On electrocardiography premature ventricular contractions have a specific appearance of the QRS complexes and T waves, which are different from normal readings. By definition, a PVC occurs earlier than the regular normally conducted beat. Subsequently, the time between the PVC and the next normal beat is longer as the result of a compensatory pause. PVCs can be distinguished from premature atrial contractions because the compensatory pause is longer following premature ventricular contractions, in addition to a difference in QRS appearance.
In some people, PVCs occur in a predictable pattern. Two PVCs in a row are called doublets and three PVCs in a rows are triplets. Depending whether there are one, two, or three normal beats between each PVC, the rhythm is called bigeminy, trigeminy, or quadrigeminy. If 3 or more consecutive PVCs occur in a row it may be called ventricular tachycardia. The precise shape of the QRS can give an indication as to where precisely in the heart muscle the abnormal electrical activity arises. If someone has PVCs that all have the same appearance, they are considered "monofocal", if PVC’s have different appearance, they are considered “multifocal”.

Treatment

Isolated PVCs with benign characteristics and no underlying heart disease require no treatment, especially if there are limited symptoms.

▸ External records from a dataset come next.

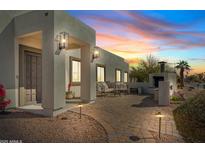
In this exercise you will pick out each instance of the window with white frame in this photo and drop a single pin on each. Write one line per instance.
(75, 71)
(125, 77)
(100, 74)
(118, 75)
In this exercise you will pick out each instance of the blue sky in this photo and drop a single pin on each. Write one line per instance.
(168, 35)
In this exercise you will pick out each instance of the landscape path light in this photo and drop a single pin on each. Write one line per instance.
(80, 107)
(160, 116)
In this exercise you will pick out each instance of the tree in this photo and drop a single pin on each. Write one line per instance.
(182, 66)
(144, 68)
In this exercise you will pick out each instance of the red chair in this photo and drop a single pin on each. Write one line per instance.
(3, 102)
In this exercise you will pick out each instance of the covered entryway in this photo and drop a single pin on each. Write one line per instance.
(30, 69)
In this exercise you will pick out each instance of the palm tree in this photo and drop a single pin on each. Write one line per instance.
(182, 66)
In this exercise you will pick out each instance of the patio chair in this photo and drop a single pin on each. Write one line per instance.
(121, 87)
(102, 88)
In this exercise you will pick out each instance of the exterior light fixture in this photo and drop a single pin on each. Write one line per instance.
(95, 54)
(160, 116)
(62, 42)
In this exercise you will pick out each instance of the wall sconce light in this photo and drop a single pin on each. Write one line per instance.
(62, 42)
(95, 54)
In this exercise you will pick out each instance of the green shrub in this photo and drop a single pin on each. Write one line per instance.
(190, 118)
(176, 98)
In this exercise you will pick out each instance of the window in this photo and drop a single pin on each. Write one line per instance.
(75, 70)
(125, 77)
(100, 74)
(118, 75)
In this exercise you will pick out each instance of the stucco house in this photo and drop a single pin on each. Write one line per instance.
(36, 69)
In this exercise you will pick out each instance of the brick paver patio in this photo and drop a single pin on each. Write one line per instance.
(131, 118)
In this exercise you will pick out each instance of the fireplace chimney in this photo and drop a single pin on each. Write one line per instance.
(162, 66)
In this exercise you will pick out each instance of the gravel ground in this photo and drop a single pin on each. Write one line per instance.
(165, 138)
(67, 127)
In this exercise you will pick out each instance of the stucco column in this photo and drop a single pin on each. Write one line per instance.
(88, 76)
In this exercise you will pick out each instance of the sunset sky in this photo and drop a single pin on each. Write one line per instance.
(168, 35)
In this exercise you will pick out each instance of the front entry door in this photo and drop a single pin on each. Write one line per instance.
(30, 75)
(32, 72)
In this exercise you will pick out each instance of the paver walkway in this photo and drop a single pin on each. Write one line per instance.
(131, 118)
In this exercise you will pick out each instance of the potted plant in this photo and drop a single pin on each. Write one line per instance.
(69, 93)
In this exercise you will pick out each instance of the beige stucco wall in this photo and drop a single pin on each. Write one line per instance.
(82, 33)
(106, 58)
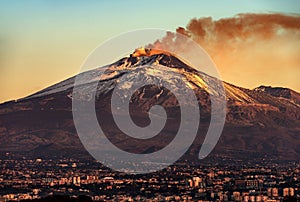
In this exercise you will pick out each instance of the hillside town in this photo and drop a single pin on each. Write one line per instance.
(27, 178)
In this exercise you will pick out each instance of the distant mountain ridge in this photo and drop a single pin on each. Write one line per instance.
(264, 121)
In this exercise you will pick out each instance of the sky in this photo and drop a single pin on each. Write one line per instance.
(44, 42)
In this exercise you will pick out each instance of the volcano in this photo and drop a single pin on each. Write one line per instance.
(262, 122)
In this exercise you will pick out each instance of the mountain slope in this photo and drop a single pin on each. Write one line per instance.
(261, 122)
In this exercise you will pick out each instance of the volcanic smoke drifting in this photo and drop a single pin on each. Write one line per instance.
(248, 49)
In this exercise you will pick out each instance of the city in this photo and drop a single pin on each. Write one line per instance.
(37, 178)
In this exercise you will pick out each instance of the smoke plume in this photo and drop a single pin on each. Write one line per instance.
(248, 49)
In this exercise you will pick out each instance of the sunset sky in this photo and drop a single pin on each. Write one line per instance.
(44, 42)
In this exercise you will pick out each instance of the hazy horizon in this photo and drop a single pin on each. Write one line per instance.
(43, 43)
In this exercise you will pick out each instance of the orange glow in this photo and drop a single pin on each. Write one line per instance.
(148, 52)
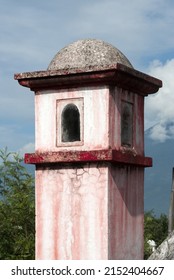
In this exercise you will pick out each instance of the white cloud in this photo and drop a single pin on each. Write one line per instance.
(33, 31)
(159, 110)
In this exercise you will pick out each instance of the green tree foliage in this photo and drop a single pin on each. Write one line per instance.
(155, 228)
(17, 213)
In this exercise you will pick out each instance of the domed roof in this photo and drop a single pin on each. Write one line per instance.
(87, 53)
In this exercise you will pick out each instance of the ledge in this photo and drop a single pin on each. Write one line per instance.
(116, 74)
(113, 156)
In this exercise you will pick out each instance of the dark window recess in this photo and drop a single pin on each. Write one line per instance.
(126, 124)
(70, 122)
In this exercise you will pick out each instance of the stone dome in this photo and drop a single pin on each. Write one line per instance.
(88, 53)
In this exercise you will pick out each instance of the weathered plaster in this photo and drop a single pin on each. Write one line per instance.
(71, 220)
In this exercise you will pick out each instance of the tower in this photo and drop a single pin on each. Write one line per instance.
(89, 153)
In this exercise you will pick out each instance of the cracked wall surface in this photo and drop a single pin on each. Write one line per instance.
(89, 211)
(71, 212)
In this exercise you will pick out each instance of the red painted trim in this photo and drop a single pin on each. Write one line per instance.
(117, 74)
(113, 156)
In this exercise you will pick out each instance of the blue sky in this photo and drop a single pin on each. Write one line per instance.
(32, 32)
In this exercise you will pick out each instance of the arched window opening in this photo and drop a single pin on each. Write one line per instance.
(70, 123)
(126, 124)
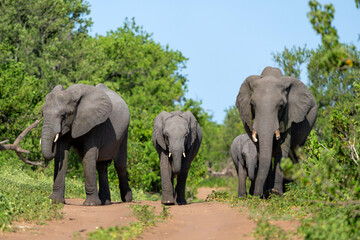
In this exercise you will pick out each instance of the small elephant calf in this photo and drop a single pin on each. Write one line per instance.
(177, 138)
(244, 155)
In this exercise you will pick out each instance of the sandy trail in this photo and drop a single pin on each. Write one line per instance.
(205, 220)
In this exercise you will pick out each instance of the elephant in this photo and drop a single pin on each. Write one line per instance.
(278, 113)
(177, 137)
(244, 155)
(94, 121)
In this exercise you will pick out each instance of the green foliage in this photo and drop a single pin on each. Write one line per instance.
(291, 60)
(25, 197)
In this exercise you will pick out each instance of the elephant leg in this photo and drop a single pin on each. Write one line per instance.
(252, 187)
(89, 162)
(120, 161)
(242, 181)
(180, 188)
(104, 191)
(279, 175)
(61, 161)
(167, 180)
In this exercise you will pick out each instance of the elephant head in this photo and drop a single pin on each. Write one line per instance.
(175, 133)
(77, 110)
(268, 105)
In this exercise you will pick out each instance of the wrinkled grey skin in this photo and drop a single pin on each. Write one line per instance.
(244, 155)
(177, 137)
(94, 121)
(271, 102)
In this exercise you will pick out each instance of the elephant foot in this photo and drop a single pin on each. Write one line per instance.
(181, 201)
(277, 192)
(242, 195)
(127, 197)
(92, 201)
(56, 199)
(273, 191)
(105, 202)
(167, 200)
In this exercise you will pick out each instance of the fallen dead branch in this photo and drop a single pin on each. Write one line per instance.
(18, 150)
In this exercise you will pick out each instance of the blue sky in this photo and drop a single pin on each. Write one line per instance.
(225, 40)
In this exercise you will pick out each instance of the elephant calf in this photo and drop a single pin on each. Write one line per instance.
(177, 138)
(244, 155)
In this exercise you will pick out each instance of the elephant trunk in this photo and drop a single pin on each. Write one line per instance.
(265, 154)
(48, 142)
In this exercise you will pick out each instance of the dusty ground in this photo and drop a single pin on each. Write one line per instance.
(207, 220)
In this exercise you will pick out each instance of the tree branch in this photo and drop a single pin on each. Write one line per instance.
(18, 150)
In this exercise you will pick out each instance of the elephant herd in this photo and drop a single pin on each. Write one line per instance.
(277, 111)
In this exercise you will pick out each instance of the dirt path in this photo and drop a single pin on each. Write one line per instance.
(207, 220)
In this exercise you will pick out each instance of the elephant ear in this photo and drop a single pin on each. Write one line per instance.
(93, 107)
(158, 136)
(243, 101)
(195, 130)
(300, 100)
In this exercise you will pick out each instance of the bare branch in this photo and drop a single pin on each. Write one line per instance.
(15, 146)
(5, 141)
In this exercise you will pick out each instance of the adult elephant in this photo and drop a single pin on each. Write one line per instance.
(278, 113)
(177, 137)
(244, 155)
(94, 121)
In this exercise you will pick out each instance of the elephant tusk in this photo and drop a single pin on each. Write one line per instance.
(277, 134)
(254, 135)
(56, 138)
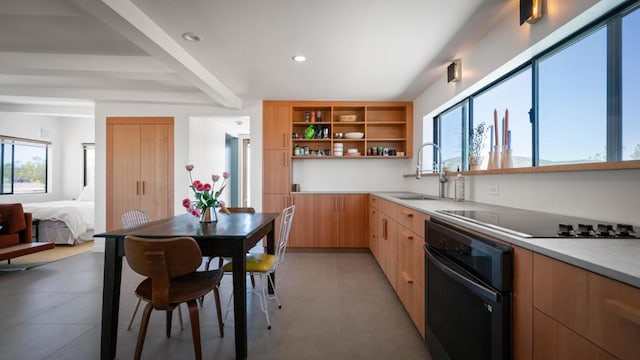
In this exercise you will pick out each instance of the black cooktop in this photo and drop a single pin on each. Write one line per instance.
(526, 223)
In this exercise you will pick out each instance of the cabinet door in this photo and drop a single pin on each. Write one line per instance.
(373, 232)
(123, 172)
(326, 217)
(552, 340)
(156, 170)
(387, 247)
(276, 172)
(276, 130)
(302, 229)
(353, 221)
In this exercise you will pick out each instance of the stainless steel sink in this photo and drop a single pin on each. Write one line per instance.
(411, 196)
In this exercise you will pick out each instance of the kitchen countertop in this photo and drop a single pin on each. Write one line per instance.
(613, 258)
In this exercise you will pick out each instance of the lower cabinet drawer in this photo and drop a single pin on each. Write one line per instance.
(411, 293)
(552, 340)
(614, 317)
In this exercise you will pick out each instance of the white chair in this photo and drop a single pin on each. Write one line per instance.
(266, 264)
(131, 219)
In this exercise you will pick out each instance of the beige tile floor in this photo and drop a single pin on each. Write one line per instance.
(335, 306)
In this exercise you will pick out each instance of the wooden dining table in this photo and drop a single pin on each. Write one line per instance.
(231, 236)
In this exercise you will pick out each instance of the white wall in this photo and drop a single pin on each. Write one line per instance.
(65, 173)
(605, 195)
(182, 115)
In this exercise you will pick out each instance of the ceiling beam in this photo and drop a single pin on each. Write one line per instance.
(139, 28)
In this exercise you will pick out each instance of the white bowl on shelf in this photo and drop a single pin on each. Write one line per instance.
(354, 135)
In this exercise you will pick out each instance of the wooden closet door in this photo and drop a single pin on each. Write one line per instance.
(123, 172)
(156, 170)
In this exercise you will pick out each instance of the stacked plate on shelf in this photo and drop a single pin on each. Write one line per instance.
(338, 149)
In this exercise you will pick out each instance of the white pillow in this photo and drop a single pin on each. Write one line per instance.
(87, 193)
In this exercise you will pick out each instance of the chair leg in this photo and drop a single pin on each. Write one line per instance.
(263, 300)
(275, 292)
(180, 317)
(168, 326)
(216, 295)
(133, 316)
(195, 328)
(146, 314)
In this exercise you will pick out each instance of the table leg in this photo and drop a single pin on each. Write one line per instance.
(110, 299)
(271, 249)
(239, 262)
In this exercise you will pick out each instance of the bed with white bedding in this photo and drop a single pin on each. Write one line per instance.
(65, 222)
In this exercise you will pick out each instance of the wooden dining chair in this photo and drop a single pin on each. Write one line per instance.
(266, 264)
(170, 267)
(131, 219)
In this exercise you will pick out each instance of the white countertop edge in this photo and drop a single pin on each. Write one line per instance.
(613, 258)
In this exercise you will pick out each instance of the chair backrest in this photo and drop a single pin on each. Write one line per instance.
(133, 218)
(161, 260)
(283, 235)
(248, 210)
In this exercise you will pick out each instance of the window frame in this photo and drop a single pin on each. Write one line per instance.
(12, 141)
(612, 21)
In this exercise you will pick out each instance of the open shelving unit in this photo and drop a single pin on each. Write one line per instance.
(384, 125)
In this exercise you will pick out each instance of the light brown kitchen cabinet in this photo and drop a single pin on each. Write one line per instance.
(552, 340)
(139, 167)
(276, 126)
(304, 223)
(601, 311)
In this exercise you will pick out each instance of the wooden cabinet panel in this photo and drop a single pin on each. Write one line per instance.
(522, 304)
(353, 221)
(410, 253)
(327, 216)
(276, 126)
(139, 167)
(156, 182)
(387, 246)
(614, 317)
(560, 290)
(276, 173)
(411, 219)
(552, 340)
(411, 293)
(303, 227)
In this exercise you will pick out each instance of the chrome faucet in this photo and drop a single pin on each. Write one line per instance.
(442, 177)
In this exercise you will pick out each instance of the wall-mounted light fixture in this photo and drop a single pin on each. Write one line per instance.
(454, 71)
(530, 11)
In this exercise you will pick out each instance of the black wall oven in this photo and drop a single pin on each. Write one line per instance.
(468, 295)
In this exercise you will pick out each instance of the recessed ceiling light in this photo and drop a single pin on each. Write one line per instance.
(191, 37)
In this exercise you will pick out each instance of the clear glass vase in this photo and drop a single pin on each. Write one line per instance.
(209, 215)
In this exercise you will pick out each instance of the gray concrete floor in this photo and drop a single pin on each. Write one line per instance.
(334, 306)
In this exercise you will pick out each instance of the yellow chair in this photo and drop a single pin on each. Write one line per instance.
(170, 266)
(266, 264)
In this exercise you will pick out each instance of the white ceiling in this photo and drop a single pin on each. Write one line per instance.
(133, 50)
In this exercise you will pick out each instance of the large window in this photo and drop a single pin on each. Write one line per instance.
(451, 137)
(573, 103)
(514, 95)
(24, 165)
(631, 86)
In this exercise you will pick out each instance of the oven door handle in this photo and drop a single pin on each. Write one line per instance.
(465, 281)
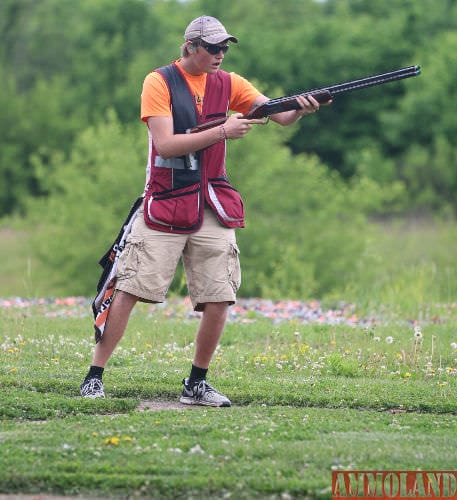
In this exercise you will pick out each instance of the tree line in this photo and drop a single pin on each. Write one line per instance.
(72, 149)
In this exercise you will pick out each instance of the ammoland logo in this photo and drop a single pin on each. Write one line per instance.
(394, 484)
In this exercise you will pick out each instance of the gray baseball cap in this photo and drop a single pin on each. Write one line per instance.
(208, 29)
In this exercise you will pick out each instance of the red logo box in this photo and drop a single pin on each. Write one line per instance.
(403, 485)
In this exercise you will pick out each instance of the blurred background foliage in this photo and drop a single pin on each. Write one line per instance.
(73, 150)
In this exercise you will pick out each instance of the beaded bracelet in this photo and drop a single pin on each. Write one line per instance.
(223, 133)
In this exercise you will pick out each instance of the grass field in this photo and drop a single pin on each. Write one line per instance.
(307, 399)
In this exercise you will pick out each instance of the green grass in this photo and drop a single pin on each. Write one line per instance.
(308, 399)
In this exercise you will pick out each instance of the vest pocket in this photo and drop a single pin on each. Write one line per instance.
(226, 200)
(173, 209)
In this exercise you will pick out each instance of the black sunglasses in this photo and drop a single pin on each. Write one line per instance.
(214, 49)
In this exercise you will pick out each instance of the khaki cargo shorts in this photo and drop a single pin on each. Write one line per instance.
(210, 257)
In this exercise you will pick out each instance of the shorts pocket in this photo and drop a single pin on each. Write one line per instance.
(129, 260)
(177, 209)
(234, 270)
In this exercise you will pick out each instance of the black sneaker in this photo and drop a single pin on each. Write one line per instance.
(92, 388)
(201, 393)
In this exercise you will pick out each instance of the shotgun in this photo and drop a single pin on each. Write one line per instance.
(322, 95)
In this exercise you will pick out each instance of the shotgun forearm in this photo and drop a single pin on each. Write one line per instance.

The most effective treatment is the elimination of triggers. If frequent, it’s possible to use:
  • Medications
  • * Antiarrhythmics: these agents alter the electrophysiologic mechanisms responsible for PVCs. In CAST study of survivors of myocardial infarction encainide and flecainide, it was shown that, though those drugs could suppress PVC, they also increased the risk of death. However, while moricizine increased the death rate when used with diuretics, it reduced the frequency of deaths when it was used alone.
  • * Beta blockers: Reduce cardiac contractility which makes PVCs less obvious to a person; possibly reduce catecholamine induced PVCs due to adrenaline not reaching sinus node
  • * Calcium channel blockers
  • Electrolytes replacement
  • * Magnesium supplements
  • * Potassium supplements
  • Radiofrequency catheter ablation treatment. It is advised for people with ventricular dysfunction and/or tachyarrhythmia or very frequent PVC and normal ventricular function. This procedure is a way to destroy the area of the heart tissue that is causing the irregular contractions characteristic of PVCs using radio frequency energy.
  • Implantable cardioverter-defibrillator
  • Lifestyle modification
  • * Frequently stressed individuals should consider therapy, or joining a support group.